April 2024: The Food and Drug Administration (FDA) granted accelerated approval to tovorafenib (Ojemda, Day One Biopharmaceuticals, Inc.). This approval is specifically for patients aged 6 months and older who have relapsed or refractory pediatric low-grade glioma (LGG) and have either a BRAF fusion or rearrangement, or a BRAF V600 mutation.
This marks the initial approval by the FDA of a systemic treatment for patients with juvenile low-grade glioma (LGG) who have BRAF rearrangements, including fusions.
Safety and efficacy of tovorafenib
The effectiveness of the treatment was assessed in 76 patients who participated in the FIREFLY-1 (NCT04775485) trial. This trial was conducted at multiple centers and involved patients with relapsed or refractory pediatric LGG. A nearby laboratory found that these patients had a specific genetic change in the BRAF gene. Additionally, all patients had previously received at least one form of systemic therapy.

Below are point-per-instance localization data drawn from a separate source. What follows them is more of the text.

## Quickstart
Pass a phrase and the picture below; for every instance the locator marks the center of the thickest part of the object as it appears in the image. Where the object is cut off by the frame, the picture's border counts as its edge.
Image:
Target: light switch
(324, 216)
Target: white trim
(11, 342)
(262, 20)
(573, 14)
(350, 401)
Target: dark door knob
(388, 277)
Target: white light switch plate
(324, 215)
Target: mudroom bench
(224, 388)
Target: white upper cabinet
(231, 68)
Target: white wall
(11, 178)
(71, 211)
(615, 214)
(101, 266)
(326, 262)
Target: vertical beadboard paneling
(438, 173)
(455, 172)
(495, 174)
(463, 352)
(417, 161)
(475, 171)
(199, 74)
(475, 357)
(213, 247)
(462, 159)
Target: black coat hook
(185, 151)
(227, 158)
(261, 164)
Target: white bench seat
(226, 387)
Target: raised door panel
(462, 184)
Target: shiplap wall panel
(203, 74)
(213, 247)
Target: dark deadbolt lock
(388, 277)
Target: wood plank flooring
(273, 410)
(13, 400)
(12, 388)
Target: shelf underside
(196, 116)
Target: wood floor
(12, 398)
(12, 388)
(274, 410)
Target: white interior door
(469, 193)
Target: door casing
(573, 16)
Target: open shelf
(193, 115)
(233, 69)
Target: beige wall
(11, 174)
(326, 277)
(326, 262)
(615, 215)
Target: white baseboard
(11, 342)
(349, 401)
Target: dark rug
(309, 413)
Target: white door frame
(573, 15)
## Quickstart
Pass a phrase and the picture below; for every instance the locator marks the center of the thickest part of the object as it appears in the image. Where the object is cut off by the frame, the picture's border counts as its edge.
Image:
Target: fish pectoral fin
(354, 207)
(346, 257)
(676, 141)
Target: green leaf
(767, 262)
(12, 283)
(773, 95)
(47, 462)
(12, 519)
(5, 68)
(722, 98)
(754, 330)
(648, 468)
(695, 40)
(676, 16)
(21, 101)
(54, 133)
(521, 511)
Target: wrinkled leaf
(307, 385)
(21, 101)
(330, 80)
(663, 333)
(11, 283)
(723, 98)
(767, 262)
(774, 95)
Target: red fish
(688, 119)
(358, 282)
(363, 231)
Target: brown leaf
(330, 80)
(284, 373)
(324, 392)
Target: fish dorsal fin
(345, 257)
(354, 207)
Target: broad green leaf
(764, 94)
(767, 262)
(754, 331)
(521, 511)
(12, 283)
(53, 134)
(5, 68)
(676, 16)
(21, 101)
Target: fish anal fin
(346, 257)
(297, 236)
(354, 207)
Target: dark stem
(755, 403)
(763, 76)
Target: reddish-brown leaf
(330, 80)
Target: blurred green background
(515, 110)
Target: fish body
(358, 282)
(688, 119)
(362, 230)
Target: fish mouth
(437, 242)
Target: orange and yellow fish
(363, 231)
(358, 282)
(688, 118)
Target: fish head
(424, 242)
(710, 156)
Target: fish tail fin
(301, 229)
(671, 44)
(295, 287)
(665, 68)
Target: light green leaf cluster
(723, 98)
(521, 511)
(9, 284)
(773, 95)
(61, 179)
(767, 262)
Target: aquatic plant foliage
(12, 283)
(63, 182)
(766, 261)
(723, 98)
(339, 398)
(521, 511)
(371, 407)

Patients were mandated to possess documented proof of radiographic advancement and a minimum of one quantifiable lesion. Patients with tumors that had other genetic problems that made them more likely to grow, like IDH1/2 mutations or FGFR mutations, or who knew or thought they might have neurofibromatosis type 1 were not included in the study.
Patients were administered tovorafenib at a dosage based on their body surface area, ranging from 290 to 476 mg/m2, with a maximum dose of 600 mg. The medication was given once a week until patients either reported disease progression or intolerable toxicity.
The overall response rate (ORR) was the main way to measure how well the treatment worked. The ORR shows what percentage of patients had a full response (CR), a partial response (PR), or a minor response (MR) based on the RAPNO-LGG criteria for Response Assessment in Pediatric Neuro-Oncology for Low-Grade Glioma.
A blinded independent central review (BICR) conducted the assessment. Other effectiveness criteria considered were the length of time that the response to treatment lasted (DoR). The objective response rate (ORR) was 51%, with a 95% confidence interval (CI) ranging from 40% to 63%. The median duration of response (DoR) was 13.8 months, with a 95% CI ranging from 11.3 months to not estimable.
The predominant side effects (≥30%) included rash, alterations in hair color, exhaustion, viral infection, vomiting, headache, bleeding, pyrexia, dry skin, constipation, nausea, dermatitis acneiform, and upper respiratory tract infection.
The most prevalent laboratory abnormalities in Grade 3 or 4 (>2%) were reduced phosphate levels, reduced hemoglobin levels, elevated creatinine phosphokinase levels, elevated alanine aminotransferase levels, reduced albumin levels, reduced lymphocyte count, reduced leukocyte count, elevated aspartate aminotransferase levels, reduced potassium levels, and reduced sodium levels.
According to body surface area (BSA), 380 mg/m2 taken orally once a week is the recommended dosage of tovorafenib. The maximum recommended dosage is 600 mg taken orally once a week. It can be taken with or without food until there is disease progression or the patient experiences severe toxicity.
Tovorafenib is offered in the form of either an instant release tablet or an oral suspension. No proven suggested dosage exists for patients with a body surface area (BSA) less than 0.3 m2.